Governos da China e Alemanha (Mao e Hitler), em passado não muito distante, ordenaram a queima dos livros "proibidos" condenando a população aos livros permitidos pelos tiranos, livros que enalteciam o governo opressor e tirânico que encabeçavam. O resto era perigoso, proibido e caso encontrado algum exemplar, as penas eram severas.
Os romances "Balzac e a Costureirinha Chinesa" e "A Menina que roubava livros" ilustram o relato acima.
Imagino que em Cuba e na Coréia do Norte não tenha sido diferente (restrição a leitura e publicações e até queima de livros), mas a censura que estes governos impõem não permite saber.
Proibir acesso aos livros ou limitar a leitura a uma única cartilha ou a literatura de uma nota só deveria ser considerado crime, porque é crime arrastar massa de viventes à miséria intelectual.
No Brasil não temos ainda fogueiras de livros, mas já se sabe que muitos livros são proibidos e outros tantos impedidos de serem acessados em debates nas escolas.

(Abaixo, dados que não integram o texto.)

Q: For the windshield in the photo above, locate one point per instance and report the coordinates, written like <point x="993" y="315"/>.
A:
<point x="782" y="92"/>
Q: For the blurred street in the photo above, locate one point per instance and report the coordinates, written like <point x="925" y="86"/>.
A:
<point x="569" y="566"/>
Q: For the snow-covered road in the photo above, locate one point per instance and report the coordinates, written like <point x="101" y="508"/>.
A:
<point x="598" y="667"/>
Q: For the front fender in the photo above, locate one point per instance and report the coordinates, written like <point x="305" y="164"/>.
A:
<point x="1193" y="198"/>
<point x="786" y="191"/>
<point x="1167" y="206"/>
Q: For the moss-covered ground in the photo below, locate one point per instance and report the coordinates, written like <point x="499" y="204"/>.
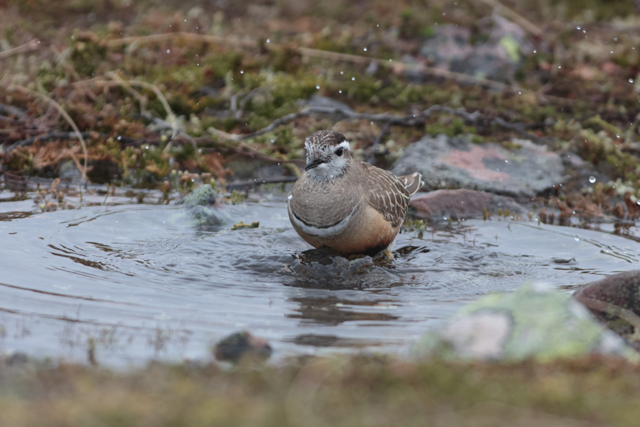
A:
<point x="160" y="90"/>
<point x="351" y="391"/>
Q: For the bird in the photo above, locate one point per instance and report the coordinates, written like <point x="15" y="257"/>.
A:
<point x="347" y="205"/>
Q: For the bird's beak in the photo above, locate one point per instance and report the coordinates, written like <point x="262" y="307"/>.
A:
<point x="314" y="164"/>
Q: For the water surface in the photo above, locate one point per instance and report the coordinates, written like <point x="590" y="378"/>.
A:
<point x="142" y="281"/>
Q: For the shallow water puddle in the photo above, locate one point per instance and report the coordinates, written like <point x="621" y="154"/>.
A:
<point x="141" y="281"/>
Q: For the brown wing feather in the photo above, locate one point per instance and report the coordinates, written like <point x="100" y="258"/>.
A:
<point x="386" y="192"/>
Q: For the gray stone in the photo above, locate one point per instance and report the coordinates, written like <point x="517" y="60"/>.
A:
<point x="533" y="322"/>
<point x="455" y="162"/>
<point x="497" y="58"/>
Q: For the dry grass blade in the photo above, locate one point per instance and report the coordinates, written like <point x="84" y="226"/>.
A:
<point x="182" y="35"/>
<point x="515" y="16"/>
<point x="32" y="45"/>
<point x="357" y="59"/>
<point x="64" y="114"/>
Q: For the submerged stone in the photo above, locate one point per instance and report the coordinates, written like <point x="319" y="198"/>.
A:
<point x="461" y="204"/>
<point x="615" y="300"/>
<point x="535" y="322"/>
<point x="236" y="346"/>
<point x="455" y="162"/>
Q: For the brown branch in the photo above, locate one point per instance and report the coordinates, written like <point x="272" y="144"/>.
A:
<point x="66" y="116"/>
<point x="605" y="307"/>
<point x="515" y="16"/>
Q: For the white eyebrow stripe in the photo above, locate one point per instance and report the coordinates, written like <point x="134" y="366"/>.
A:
<point x="343" y="144"/>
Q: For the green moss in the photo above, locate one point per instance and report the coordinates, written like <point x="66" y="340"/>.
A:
<point x="86" y="53"/>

Pobre gente, miserável país sem futuro.
quinta-feira, 21 de fevereiro de 2013
De cuba, com carinho
Finalmente Yoani saiu de Cuba e começou a viagem pelo Brasil onde foi recebida com inexplicável repúdio, o que bem demonstra que o povo brasileiro dos dias atuais não tem muita tolerância com o próximo.

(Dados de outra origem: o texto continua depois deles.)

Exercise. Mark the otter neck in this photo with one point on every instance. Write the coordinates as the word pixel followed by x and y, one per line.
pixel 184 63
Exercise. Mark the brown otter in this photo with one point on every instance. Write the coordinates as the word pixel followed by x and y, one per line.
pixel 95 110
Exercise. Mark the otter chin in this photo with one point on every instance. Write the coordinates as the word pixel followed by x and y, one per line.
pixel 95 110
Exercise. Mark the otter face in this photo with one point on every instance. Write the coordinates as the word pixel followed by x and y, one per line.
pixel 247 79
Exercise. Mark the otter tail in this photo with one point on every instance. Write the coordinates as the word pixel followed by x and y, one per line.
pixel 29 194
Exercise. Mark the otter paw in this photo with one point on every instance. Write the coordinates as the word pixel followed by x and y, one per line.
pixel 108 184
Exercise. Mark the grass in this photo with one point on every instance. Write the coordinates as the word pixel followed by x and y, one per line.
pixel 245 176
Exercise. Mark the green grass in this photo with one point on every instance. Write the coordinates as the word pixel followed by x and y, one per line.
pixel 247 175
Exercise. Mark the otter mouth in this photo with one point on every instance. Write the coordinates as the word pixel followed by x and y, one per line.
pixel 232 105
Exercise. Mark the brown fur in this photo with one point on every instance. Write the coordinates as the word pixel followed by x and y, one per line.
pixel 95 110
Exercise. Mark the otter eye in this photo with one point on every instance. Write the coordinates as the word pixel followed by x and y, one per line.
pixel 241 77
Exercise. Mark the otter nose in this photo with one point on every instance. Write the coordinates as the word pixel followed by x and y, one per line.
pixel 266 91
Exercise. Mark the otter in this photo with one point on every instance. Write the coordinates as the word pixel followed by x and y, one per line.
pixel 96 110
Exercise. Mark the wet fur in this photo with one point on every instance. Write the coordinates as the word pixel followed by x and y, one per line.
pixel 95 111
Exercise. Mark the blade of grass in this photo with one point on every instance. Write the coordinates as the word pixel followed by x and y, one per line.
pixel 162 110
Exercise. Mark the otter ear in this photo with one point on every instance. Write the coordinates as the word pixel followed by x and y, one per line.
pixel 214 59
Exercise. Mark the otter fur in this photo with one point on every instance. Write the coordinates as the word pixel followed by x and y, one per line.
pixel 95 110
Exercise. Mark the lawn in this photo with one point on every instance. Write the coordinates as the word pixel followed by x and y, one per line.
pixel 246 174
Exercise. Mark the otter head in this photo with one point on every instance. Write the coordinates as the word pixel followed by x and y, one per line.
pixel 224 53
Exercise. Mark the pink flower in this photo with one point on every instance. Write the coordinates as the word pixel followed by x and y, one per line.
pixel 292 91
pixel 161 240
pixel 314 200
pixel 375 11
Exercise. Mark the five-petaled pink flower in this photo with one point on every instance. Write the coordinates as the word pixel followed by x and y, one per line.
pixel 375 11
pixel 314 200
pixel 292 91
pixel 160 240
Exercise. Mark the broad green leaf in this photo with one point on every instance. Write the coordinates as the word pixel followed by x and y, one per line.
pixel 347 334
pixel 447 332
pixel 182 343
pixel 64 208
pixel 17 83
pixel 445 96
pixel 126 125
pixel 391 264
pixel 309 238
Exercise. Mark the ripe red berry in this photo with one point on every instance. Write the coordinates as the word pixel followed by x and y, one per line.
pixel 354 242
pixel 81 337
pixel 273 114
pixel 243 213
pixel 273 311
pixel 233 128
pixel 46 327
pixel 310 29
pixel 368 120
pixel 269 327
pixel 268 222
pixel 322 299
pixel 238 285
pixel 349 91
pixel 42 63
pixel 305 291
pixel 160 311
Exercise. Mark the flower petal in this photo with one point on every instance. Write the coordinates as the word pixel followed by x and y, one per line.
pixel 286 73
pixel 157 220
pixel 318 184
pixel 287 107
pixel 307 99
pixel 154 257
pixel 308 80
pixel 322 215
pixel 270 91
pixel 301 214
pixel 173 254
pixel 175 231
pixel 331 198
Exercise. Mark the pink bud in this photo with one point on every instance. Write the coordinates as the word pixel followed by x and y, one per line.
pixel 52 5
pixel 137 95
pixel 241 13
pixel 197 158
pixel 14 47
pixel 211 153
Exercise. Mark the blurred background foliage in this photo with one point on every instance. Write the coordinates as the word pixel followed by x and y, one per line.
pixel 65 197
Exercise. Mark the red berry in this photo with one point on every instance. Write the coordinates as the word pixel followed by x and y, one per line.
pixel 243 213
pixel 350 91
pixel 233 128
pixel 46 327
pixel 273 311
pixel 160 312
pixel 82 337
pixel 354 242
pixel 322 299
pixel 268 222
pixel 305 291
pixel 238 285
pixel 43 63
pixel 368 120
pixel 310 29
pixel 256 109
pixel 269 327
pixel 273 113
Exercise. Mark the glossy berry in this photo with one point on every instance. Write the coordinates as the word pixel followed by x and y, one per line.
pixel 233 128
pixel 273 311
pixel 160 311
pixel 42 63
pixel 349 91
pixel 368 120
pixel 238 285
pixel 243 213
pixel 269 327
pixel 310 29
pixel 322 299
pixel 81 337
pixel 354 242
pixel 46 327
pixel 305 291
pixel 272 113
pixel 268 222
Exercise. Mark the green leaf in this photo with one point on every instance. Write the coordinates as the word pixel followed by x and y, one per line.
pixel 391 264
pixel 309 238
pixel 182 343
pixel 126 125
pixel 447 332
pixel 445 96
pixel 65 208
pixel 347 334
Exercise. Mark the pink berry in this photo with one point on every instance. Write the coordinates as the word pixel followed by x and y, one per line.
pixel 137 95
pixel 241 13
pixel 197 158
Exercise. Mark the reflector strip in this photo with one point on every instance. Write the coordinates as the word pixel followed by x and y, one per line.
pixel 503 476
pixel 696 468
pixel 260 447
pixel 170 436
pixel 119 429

Por que tamanha hostilidade contra esta cubana, mulher simples, do povo?
Yoani é uma jovem que ao contrário dos brasileiros que a atacam com palavras de ordem obsoletas, só quer contar sobre a sua realidade.
Através do seu blog conta de maneira simples como é viver desde sempre, desde que nasceu, em um regime comunista, em uma ditadura de esquerda, em um País - Cuba - onde só existe a opinião e a ordem dos irmãos Castro, a exemplo do que vem acontecendo no Brasil, que desde os anos 60, através da esquerda, pretende implantar o comunismo e está quase conseguindo, já há 10 anos no poder federal, sem qualquer oposição.

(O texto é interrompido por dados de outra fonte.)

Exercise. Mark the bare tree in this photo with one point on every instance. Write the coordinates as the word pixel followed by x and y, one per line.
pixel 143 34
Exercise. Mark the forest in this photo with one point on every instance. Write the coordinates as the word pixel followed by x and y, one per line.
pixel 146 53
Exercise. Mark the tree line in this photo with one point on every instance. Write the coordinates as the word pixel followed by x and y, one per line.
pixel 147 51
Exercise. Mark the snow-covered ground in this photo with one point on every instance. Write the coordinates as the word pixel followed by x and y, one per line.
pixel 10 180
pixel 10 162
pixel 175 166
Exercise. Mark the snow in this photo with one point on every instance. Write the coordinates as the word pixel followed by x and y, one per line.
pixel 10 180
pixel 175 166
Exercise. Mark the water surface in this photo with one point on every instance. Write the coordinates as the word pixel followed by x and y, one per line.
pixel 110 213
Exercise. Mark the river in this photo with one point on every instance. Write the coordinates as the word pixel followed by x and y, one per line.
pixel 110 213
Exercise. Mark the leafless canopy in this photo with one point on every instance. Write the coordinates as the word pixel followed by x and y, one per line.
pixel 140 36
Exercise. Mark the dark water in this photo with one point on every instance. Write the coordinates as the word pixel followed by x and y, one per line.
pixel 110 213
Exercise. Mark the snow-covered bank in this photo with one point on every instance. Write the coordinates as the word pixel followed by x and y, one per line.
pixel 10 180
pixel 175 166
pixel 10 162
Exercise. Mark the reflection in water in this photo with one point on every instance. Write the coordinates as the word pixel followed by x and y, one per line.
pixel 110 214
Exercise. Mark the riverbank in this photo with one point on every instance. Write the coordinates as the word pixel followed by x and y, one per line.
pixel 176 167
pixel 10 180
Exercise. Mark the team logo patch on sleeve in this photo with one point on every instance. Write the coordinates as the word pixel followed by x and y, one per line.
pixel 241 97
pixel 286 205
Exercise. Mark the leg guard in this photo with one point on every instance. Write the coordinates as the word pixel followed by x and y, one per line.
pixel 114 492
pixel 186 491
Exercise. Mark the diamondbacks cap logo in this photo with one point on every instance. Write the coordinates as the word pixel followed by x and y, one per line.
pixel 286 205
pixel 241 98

Quem tem medo de Yoani? Porque gritar palavras de ordem contra esta mulher? Será porque ela fala no seu blog GENERACION Y como é viver em um regime comunista? Fome crônica, dificuldade de fazer compras, seja por não ter dinheiro suficiente, seja pela falta de produtos, não ter como consertar os objetos pessoais, sucateamento dos prédios, elevadores, etc.
Será por que relata a falta de acesso a uma imprensa livre, onde a opinião não seja somente aquela que o governo determina seja divulgada?
Ou pelo receio de ser hospitalizada e não ter atendimento adequado? Ou pelo pânico de circular pelas praças, nas escolas, ou não poder ter grupos de convivência sem ser vigiada e investigada?
Relata ainda, a frustração diária em viver sem luz no final do túnel, sem esperança, e tendo em torno de si tantas pessoas conformadas com o sistema de permanente prisão do povo, em um regime aberto.
Desde a revolução Cubana, alguns brasileiros sonham com este triste e fracassado modelo. E são estes que são responsáveis pela violência com que Yoani está sendo recebida no Brasil. Estes revolucionários, que não teriam coragem de viver como Yoani, como pessoa do povo que é, mas sim como superiores e mentores do que é certo e errado para os outros e eles próprios livres para viver o melhor das Utopias sem futuro como é a utopia do comunismo.
Será que o Brasil é um país democrático? Para quem?
Yoani, seja benvinda e como diziam os "antigos" - desculpa qualquer coisa, pois é tudo cobra mandada!